"Dress like a boy, talk like a girl." Leikeli47's rap on the soundtrack was an aggressive reiteration of Duckie Brown
's ongoing assault on the stereotypical. Steven Cox and Daniel Silver make menswear that is never anything less than intensely masculine. It's just that their man is no run-of-the-mill testosterone sac. Cox's incorrigible desire to mess with his audience's minds meant that today's models sported a bowl cut inspired by Purdey, the character that Joanna Lumley played in the cult Brit TV show The New Avengers,
but that cheesy femme quality was counterbalanced by outfits that were, claimed Cox, at least partially influenced by photos of South African farm workers. At its most literal, this influence elaborated on the market-trader vibe of last season, with aprons cut from jute sacks of a fair-trade provenance, but otherwise the African association felt like something more elegant, more North than South. There's usually something a bit fantastical in a DB collection, and here it arrived in the vision of Cox's short-over-long-over-pants layering in pure white cotton or desert khaki or stripes, dropped crotch optional. In other words, clothes fit for a stylish young man-about-Marrakech.
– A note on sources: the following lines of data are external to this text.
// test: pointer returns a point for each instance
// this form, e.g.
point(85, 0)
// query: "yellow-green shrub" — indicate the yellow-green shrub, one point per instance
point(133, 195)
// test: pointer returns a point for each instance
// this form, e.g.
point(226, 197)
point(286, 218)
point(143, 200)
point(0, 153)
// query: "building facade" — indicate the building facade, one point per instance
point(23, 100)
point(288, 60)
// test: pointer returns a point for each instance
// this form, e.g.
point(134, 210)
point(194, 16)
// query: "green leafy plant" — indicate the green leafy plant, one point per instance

Which is perhaps a little too
fantastical, given that the collection was possibly Duckie Brown's most refined challenge to date to hidebound Western notions of what constitutes appropriateness in menswear. (Cue Leikeli47's urgent declamations.) And yet what looked at first view like yet another rejoining of the men-in-skirts debate was actually Cox's twisty little deconstruction of the very foundations of sports
-wear. A halter-top shift was an elongated sweatshirt with the sleeves taken out. A skirt was simply basketball shorts with the seams opened up. Paired with a polo shirt, it wasn't so hard to picture it on one of the laddish football fanatics that Cox admired from afar in his impressionable English youth. Turning the familiar into something strange, making you look at it anew—it's always been this way with Duckie Brown. And if there's anyone in New York who can seduce the butchest boy on the block into wearing a blouson cut from fine French lace, it's these two.